En tant que gérant, mon aspiration est de générer une performance annuelle entre 4% et 7% par an comme par le passé (même si elle n’est que de +1% depuis le début de l’année et de 3,20% par an depuis mon arrivée chez Sycomore AM il y a un peu plus de 2 ans, compte tenu des conditions adverses). »
Gilles Sitbon : « La stratégie Sycomore L/S Opportunities a une approche directionnelle, l’exposition au marché pouvant varier entre -50% et +150%. En réalité, l’exposition nette moyenne au marché a été de 53% depuis que je gère le fonds, et elle a varié entre 20% et 60%, avec des pics à 80% à l’été 2011, quand il y avait de nombreuses anomalies de marché.
L’objectif est de faire le rendement actions sur moyenne période (entre 7% et 10%) avec une volatilité inférieure à celle du marché (8%-10% contre 21% environ depuis 3 ans). L’aspiration est de capter 2/3 de la hausse et 1/3 de la baisse.
Dans les deux fonds, l’approche est fondamentale. Elle combine la recherche d’un couple risque-rendement attrayant, la recherche de titres décotés par rapport à notre valorisation fondamentale et disposant de catalyseurs. Dans un environnement de marché normal, pour un risque de baisse de 1 euro, nous visons un potentiel de gain de 2,5 à 3 euros. Lorsque les marchés sont stressés, le rapport passe à 1 pour 4,5-5.
Nous cherchons ensuite des éléments d’information (résultat, nouveau produit, mise en Bourse d’un concurrent) qui va cristalliser la valeur. Le résultat du fonds est une performance annualisée d’environ 9% avec une volatilité de 10,5%. »
Comment les institutionnels utilisent-ils vos stratégies ?
Olivier Mollé : « L’approche Market Neutral est une bonne alternative au monétaire ou à de l’obligataire. Cette stratégie a démontré qu’elle était décorrélée du crédit « investment grade » ou « high yield ». Les conseillers financiers, qui restent encore très averses au risque, cherchent des solutions de performance absolue offrant une diversification aux fonds en euros. »
Gilles Sitbon : «Sycomore L/S Opportunties peut entrer comme alternative dans une poche actions. Elle est utilisée par des compagnies d’assurance en investissement pour fonds propres, dans les contrats d’assurance-vie, par des fonds de fonds dans une poche alternative, voire à la place de fonds pur en actions. Elle permet de revenir progressivement sur le marché actions avec une volatilité moindre. »
Qu’est-ce qu’une stratégie de type long-short (directionnelle ou market-neutral) peut apporter à un investisseur particulier dans une optique de long terme ?

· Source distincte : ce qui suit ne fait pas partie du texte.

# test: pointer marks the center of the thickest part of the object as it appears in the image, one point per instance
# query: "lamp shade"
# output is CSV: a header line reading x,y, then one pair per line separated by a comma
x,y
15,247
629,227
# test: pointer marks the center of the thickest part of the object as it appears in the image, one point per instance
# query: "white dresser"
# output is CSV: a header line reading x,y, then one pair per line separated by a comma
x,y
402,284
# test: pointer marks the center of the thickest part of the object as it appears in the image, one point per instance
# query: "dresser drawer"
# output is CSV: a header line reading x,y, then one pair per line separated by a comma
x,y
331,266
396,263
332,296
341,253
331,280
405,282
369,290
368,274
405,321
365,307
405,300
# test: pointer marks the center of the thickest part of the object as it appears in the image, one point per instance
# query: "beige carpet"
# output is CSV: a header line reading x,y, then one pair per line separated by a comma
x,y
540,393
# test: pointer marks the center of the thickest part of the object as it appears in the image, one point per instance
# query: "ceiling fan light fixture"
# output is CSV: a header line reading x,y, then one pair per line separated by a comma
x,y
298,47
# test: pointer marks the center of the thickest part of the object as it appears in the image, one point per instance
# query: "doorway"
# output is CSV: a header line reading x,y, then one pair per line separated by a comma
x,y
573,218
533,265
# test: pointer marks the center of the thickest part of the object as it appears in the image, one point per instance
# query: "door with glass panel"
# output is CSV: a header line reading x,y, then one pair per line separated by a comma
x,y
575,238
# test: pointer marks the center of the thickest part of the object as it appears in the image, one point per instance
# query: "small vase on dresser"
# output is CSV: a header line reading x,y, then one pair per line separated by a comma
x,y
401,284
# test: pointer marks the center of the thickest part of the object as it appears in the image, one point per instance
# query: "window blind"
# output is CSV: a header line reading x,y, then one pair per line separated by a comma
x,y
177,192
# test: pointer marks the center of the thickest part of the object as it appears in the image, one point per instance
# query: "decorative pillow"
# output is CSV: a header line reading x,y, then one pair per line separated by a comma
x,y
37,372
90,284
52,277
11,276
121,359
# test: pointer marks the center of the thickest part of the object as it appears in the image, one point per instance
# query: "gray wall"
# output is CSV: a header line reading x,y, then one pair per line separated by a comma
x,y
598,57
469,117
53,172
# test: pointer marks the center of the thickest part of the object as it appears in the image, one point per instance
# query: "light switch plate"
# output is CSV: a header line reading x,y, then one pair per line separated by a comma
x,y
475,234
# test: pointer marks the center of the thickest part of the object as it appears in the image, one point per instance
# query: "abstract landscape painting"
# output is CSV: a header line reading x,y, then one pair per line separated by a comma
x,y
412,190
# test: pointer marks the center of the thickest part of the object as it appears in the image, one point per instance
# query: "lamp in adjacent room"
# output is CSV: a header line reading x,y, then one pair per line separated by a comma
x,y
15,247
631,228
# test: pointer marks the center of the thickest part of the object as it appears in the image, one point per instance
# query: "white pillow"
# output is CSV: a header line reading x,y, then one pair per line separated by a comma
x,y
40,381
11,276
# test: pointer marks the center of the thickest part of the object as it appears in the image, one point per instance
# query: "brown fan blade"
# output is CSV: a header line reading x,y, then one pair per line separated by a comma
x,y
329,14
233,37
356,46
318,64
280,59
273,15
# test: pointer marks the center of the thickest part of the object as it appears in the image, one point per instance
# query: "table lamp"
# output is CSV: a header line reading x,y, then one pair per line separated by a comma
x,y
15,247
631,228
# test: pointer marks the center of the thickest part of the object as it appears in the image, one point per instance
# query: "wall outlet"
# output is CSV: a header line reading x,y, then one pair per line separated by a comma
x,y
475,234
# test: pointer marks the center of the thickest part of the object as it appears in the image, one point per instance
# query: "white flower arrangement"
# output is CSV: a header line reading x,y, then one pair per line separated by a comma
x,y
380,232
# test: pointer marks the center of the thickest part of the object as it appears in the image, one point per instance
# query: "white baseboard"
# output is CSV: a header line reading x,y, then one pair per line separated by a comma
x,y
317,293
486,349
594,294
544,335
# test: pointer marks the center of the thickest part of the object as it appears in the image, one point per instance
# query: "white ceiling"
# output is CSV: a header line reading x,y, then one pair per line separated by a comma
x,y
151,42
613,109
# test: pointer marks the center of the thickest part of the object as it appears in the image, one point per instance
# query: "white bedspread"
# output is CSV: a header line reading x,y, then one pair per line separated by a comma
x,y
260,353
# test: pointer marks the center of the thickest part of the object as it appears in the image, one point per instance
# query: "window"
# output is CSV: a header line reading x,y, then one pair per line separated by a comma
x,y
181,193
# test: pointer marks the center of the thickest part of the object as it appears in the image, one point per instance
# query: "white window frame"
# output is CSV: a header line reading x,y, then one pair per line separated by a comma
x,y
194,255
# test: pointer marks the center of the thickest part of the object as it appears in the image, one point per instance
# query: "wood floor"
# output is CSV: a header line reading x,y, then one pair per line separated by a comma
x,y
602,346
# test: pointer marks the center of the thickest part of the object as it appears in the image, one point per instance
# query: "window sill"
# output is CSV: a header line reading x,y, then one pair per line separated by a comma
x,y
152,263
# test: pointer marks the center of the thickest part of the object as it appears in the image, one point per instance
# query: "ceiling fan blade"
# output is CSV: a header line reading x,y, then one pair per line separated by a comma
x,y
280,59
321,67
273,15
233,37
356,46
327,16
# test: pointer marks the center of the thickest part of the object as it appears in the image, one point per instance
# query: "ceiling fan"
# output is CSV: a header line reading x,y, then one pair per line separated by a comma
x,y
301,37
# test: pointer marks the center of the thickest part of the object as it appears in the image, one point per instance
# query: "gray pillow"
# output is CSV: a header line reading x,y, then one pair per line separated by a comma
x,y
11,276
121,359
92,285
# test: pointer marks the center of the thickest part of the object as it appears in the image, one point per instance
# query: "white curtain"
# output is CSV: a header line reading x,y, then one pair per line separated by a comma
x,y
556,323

Olivier Mollé : « Le fonds Sycomore L/S Market Neutral peut servir à un particulier qui, dans le cadre de son contrat d’assurance-vie ou de son PEA, souhaiterait matérialiser ses gains et avoir une rémunération plus intéressante que le monétaire, qui aujourd’hui ne rapporte quasiment rien. Cela peut aussi intéresser une entreprise dans une optique de gestion de trésorerie moyen terme. »
Gilles Sitbon : « Le fonds Sycomore L/S Opportunties permet de se réexposer au marché actions sans avoir le même niveau de risque. Cela permet de dynamiser son portefeuille (compte-titres, assurance-vie ou PEA). »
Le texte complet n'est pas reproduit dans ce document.